China's fixed asset investment is still under potential pressure
of further expansion despite controls imposed this year, says a
senior official with China's central bank.
Su Ning, deputy governor of the People's Bank of China (PBOC),
told the 10th Annual CEO Forum sponsored by Business Week that the
pressure of further expansion came from the strong investment
incentives of local governments and the reinvestment of company
profits.
Su said China's macro economy was operating with slight
fluctuations and predicted it would develop rapidly and steadily in
a long term.
The central bank would continue to carry out stable and healthy
monetary policies to put the growth of loans within a reasonable
level and to enhance the adjustment of loan structure, he said.

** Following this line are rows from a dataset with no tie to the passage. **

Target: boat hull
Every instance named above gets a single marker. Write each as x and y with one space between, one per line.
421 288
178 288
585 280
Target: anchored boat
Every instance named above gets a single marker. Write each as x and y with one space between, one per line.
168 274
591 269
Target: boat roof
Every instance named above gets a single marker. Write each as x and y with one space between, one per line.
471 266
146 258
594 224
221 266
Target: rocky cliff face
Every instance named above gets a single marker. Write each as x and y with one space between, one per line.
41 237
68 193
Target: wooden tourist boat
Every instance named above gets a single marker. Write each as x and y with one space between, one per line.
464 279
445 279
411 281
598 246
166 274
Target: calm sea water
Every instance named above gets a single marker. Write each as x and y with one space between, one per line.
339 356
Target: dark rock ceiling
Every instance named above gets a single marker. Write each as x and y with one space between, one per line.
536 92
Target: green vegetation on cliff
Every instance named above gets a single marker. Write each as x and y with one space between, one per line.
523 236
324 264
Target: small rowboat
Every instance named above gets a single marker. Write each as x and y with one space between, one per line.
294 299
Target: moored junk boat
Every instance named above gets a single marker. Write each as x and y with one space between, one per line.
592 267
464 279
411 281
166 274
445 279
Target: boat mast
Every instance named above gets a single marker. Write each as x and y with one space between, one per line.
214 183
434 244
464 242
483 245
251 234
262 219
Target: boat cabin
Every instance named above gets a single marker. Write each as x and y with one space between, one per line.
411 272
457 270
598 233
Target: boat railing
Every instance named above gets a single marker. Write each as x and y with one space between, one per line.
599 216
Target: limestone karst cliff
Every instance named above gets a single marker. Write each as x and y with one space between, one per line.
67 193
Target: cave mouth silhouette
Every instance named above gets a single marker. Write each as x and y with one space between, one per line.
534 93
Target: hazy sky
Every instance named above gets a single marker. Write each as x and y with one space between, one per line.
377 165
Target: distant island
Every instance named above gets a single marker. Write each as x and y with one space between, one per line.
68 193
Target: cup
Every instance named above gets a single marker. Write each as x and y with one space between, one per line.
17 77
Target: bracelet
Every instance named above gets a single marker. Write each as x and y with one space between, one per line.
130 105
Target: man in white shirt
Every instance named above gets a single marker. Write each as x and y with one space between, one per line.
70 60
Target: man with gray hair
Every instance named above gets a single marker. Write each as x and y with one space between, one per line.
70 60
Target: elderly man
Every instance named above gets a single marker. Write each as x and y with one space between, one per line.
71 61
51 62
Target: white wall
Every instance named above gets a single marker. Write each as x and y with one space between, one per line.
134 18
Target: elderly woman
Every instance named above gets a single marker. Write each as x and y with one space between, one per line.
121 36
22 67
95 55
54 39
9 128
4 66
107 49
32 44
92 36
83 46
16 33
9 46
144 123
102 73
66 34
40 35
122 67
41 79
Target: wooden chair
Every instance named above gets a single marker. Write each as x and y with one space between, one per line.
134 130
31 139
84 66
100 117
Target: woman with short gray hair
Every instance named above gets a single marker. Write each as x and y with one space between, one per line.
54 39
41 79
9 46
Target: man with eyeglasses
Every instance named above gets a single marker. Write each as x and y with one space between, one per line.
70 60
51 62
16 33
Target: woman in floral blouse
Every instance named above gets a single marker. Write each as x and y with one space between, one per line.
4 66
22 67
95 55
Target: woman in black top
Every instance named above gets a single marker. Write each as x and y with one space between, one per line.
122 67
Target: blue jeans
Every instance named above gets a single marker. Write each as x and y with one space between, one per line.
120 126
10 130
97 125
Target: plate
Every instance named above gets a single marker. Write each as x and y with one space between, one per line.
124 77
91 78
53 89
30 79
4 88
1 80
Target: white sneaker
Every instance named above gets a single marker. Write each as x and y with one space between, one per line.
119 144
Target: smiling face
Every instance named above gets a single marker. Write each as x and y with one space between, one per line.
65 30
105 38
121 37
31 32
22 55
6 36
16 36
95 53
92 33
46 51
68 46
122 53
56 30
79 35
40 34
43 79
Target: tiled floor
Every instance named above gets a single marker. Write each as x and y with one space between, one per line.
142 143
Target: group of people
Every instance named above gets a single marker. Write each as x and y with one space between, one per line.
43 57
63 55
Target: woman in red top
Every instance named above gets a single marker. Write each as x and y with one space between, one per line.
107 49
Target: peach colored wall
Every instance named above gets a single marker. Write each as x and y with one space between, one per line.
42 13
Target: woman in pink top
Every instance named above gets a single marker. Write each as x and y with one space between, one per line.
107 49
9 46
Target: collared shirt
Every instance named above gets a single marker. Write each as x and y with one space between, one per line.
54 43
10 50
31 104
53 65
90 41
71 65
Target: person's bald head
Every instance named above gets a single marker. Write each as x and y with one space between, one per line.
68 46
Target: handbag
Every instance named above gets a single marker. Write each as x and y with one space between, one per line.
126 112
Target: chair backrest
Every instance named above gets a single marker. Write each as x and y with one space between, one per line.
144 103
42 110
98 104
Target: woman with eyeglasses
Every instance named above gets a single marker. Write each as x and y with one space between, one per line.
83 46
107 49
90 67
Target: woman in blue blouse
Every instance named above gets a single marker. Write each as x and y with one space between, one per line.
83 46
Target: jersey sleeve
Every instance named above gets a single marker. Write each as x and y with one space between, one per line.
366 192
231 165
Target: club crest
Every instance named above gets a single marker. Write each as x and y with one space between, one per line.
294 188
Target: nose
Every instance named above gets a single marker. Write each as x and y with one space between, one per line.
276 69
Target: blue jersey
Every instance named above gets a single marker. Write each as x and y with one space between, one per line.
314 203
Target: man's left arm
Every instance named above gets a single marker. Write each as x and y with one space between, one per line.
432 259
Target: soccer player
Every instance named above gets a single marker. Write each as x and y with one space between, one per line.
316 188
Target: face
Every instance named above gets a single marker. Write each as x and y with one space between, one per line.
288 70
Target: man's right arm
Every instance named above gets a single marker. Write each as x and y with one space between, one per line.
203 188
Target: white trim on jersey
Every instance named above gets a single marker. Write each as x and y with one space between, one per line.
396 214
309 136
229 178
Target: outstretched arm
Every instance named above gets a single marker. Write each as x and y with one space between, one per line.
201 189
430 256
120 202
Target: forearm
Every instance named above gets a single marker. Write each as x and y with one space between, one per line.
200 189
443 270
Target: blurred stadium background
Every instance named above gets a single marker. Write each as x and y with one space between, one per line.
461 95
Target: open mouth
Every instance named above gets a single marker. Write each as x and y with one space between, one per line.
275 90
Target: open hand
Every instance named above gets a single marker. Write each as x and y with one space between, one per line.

PBOC figures show China saw a slower growth in loans in
September. However, long-term loans increased by 708.6 billion yuan
(US$88.575 billion) from May to August.
The central bank raised the one-year and one-to-three-year loan
rate by 0.27 percentage points on August 17. The three-to-five-year
loan rate was raised by 0.36 percentage points and the rate for
five years by 0.45 percentage points.
Raising the rate for long-term loans by a larger margin than
that of short-term loans would help to curb demand for long-term
loans and the expansion of fixed assets investment, central bank
officials have said.
Measures to tighten controls on the financial and monetary
sector had already been taken and the effects would be felt later,
said Su.
He emphasized that the enlargement of domestic demand was one of
the fundamental ways to solve the economic imbalance.